Simply put, this is a superhero who suffers from a mental illness.
Created by writer Doug Moench, Moon Knight is Marc Spector, the son of a rabbi and a Holocaust survivor who is raised in an Orthodox Jewish family in Chicago. Spector suffers from Dissociative Identity Disorder, or multiple personalities.
According to Psychology Today, Dissociative Identity Disorder is “a rare condition in which two or more distinct identities, or personality states, are present in — and alternately take control of — an individual.” Those who have it can suffer from hallucinations.
Moon Knight has had various personalities over the years, the most ingenious of which appeared in the 2012 limited series by Brian Michael Bendis, one of the superstar writers of modern comics, and illustrator Alex Maleev. A new, deluxe paperback edition drops on Tuesday.
The 2012 series was subtle, memorably drawn, and depicted mental illness in a way that connected not only with people with Dissociative Identity Disorder but with anyone who’s ever fantasized about being a superhero.
Mr. Bendis, the winner of five Eisner awards — the Oscars of comics — recast Moon Knight’s personalities as a trio of Marvel A-listers: Captain America, Spider-Man, and Wolverine. Spector finds the head of an Ultron robot, a weapon with potentially earth-shattering power — as seems true of all Marvel weapons. He is advised to turn it over to stronger, more mentally stable heroes who can handle it.

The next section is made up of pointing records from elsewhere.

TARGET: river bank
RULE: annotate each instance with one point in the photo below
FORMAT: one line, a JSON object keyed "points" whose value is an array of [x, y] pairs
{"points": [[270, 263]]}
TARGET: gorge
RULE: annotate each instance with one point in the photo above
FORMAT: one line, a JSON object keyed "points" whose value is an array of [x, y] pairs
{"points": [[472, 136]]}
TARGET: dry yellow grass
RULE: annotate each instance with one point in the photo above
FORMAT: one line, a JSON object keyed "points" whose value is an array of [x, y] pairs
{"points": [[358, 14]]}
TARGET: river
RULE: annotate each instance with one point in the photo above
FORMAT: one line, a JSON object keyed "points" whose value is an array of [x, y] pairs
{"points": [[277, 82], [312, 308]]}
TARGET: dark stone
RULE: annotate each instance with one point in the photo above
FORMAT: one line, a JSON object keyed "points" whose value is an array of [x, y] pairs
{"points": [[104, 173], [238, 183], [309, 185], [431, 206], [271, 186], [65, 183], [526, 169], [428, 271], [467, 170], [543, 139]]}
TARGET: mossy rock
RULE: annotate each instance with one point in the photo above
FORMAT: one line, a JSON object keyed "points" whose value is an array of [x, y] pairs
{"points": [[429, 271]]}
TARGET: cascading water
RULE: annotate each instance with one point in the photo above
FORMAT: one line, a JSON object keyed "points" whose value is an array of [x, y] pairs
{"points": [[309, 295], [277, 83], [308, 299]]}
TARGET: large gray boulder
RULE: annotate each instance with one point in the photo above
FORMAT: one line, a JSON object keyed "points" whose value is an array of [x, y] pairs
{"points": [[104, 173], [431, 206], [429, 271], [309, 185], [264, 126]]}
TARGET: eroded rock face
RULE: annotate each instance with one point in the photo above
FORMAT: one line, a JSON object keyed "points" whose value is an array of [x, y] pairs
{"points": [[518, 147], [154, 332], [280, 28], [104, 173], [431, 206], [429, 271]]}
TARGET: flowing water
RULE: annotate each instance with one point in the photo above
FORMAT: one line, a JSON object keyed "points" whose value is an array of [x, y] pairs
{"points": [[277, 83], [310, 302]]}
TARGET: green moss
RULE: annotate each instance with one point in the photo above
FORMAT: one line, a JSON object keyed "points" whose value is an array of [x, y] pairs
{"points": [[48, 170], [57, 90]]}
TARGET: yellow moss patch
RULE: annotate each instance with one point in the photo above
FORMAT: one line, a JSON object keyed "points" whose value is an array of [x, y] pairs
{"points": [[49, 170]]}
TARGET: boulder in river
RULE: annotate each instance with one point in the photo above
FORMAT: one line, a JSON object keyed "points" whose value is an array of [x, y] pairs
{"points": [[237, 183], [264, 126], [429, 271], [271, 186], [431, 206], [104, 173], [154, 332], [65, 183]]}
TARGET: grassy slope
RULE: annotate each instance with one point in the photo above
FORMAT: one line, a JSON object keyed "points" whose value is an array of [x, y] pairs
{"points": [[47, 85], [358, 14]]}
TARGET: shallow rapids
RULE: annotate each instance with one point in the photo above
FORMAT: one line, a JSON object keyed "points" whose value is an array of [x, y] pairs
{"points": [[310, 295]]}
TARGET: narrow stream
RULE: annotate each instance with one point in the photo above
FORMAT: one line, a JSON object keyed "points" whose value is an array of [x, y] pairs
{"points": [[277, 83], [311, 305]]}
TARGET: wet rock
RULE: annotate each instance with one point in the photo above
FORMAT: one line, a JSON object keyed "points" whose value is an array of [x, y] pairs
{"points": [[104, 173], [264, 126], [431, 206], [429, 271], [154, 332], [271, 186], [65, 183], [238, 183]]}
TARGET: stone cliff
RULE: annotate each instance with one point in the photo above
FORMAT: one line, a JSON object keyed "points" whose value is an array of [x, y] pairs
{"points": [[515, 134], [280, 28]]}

Instead, Spector decides to go it alone.
In order to combat the enemy, a powerhouse named Count Nefaria, Moon Knight creates imitation weapons meant to work like the real things: Captain America’s shield, Spider-Man’s webbing, Wolverine’s claws. Spector is in fact adopting some of the world’s greatest heroes as his multiple personalities — thoughhe ersatz weapons he devises don’t function quite as well, putting his life in serious danger. It’s a classic example of what the Jungians call “animus integration,” collecting powerful male energy.
Spector is doing what every comic book kid has always done: pretending he is a high-flying star of the Marvel universe.
Along the way, “Moon Knight” depicts people with mental health challenges as brave and able to use the challenges they face to their own advantage.
When Spector discovers a genuine danger, he begins to have real interactions with the actual heroes. Or does he? When are the characters real and when are they not? As the character says in the trailer for the new series, “I can’t tell the difference between my dream life and real life.”
When it finally comes to a face-to-face confrontation with Count Nefaria, Moon Knight’s appropriated powers fail. But because he had called the real Avengers, he is saved in the end. As Count Nefaria is dragging a beaten and broken Moon Knight through a parking lot, the heroes that Spector has been talking to in his chemically imbalanced mind actually appear. “You see them too, right?” Moon Knight asks Nefaria.
It’s a touching and powerful line, reflecting the fantastic hope we put in heroes to help us in our ordinary lives — and who sometimes do come through.